Reducing Time Spent on Marking by Antony Hattersley

Name: Antony Hattersley
Twitter name: None given
Sector: Primary
Subject taught (if applicable): Primary
Position: Year 5 teacher
What is your advice about? Reducing time spent on marking

1: Don’t try to follow the school marking policy to the letter as this will take away your life. Work smart, instead.

2: Get the children to self-mark and/or peer-mark every single piece of work. Build in 5-10 minutes of each lesson dedicated to this.

3: Use icon marking occasionally. (Instead of writing a next step comment, write a next step icon and the child writes out what the icon means).

4: When you have to write next step comments, write them out really big so that they stand out. I stick in an A4 “Assessment” sheet so that they look more than they are.

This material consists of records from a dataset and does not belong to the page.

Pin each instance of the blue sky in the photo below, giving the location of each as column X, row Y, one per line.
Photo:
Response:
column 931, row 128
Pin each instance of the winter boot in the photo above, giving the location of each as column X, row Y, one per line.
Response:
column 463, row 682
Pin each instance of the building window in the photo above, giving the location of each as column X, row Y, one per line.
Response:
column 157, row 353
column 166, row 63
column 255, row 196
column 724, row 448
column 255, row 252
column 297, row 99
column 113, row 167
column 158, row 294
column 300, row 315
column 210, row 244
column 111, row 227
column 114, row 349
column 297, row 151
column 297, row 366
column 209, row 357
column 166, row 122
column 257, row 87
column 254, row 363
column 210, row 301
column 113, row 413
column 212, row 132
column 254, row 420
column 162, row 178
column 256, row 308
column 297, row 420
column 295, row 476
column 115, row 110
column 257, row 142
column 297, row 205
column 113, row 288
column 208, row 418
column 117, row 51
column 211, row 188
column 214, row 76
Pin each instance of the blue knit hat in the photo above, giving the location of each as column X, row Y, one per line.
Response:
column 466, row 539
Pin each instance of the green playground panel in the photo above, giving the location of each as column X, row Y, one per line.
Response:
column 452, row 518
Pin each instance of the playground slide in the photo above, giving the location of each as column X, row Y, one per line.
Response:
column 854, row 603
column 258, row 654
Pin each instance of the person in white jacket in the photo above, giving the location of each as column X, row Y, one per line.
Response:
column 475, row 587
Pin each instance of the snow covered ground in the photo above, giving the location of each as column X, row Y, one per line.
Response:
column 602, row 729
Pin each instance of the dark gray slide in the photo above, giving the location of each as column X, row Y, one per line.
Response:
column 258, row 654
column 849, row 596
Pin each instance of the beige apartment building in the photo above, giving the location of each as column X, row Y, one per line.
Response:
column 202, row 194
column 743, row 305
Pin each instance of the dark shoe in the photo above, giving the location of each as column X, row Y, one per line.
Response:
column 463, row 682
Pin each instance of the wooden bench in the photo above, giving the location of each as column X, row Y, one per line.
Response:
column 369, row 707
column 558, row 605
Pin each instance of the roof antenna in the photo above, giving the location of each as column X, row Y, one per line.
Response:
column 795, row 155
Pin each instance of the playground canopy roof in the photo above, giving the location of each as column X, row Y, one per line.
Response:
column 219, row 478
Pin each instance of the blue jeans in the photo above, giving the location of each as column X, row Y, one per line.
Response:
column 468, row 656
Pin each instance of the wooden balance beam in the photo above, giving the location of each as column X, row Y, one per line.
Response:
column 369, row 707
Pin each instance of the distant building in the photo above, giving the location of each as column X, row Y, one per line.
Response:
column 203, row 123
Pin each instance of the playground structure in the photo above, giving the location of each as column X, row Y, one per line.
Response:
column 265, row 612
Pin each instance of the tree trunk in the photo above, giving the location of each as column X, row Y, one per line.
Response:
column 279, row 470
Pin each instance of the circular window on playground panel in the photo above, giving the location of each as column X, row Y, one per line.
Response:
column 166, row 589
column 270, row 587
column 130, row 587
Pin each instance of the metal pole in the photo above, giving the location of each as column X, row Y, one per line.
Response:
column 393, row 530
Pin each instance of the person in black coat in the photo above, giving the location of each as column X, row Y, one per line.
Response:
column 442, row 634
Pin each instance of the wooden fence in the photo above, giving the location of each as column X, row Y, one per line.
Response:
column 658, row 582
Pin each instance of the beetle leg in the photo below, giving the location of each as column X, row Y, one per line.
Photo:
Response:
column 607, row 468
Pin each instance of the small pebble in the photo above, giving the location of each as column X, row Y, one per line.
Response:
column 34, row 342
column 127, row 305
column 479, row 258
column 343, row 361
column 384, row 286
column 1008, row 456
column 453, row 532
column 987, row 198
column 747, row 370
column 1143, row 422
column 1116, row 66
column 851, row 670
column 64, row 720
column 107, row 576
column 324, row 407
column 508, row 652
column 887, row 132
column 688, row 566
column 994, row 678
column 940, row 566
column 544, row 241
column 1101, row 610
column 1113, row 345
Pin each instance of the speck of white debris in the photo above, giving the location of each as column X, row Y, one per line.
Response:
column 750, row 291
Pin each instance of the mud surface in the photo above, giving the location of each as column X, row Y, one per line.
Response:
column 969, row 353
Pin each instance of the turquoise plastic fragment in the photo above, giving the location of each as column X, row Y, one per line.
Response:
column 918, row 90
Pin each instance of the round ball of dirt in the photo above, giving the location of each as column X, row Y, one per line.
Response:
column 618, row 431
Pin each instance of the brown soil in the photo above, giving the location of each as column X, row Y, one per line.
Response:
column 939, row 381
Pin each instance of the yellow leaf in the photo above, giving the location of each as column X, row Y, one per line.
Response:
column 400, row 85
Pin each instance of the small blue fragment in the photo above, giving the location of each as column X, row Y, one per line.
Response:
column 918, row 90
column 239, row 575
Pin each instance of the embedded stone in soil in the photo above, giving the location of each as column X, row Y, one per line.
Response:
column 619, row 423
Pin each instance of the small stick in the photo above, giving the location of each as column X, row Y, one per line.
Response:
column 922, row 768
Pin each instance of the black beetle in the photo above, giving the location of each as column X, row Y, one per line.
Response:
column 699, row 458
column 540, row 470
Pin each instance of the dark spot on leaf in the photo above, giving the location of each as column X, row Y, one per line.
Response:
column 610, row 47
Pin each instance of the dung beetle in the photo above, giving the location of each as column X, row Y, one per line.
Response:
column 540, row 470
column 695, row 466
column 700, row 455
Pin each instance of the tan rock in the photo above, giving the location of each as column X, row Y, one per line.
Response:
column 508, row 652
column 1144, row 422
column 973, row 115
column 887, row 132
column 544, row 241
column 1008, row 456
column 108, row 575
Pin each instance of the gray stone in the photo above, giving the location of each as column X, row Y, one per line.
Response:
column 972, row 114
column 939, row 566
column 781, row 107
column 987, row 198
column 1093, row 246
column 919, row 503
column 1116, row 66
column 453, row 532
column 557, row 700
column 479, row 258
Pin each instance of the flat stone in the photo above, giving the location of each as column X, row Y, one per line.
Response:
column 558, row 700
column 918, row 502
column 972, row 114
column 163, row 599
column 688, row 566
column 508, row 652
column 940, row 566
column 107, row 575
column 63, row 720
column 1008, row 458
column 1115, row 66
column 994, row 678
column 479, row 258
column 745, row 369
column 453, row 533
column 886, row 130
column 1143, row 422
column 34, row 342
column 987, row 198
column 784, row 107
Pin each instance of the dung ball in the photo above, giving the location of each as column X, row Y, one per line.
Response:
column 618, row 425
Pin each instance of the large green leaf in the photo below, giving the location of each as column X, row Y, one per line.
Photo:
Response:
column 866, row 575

5: Do not spend time writing out what the pupils have achieved during the lesson (in pink in many schools). If absolutely necessary, highlight the objective in pink instead.

Marking by @sputniksteve

Name: Sputnik Steve
Twitter: @sputniksteve
Sector:  Secondary, Independent
Subject: English
Position: Teacher
5 Bits of Advice About: Marking

  1. Use questions instead of statements for targets. Get them thinking.
  2. Use symbols for common targets such as T: Q (meaning use quotations).
  3. Mark as much as you can in the lesson.
  4. Give kids time to respond to your marking, but don’t mark all their responses.
  5. Use lots of self assessment: it saves you time. But peer assessment is crap.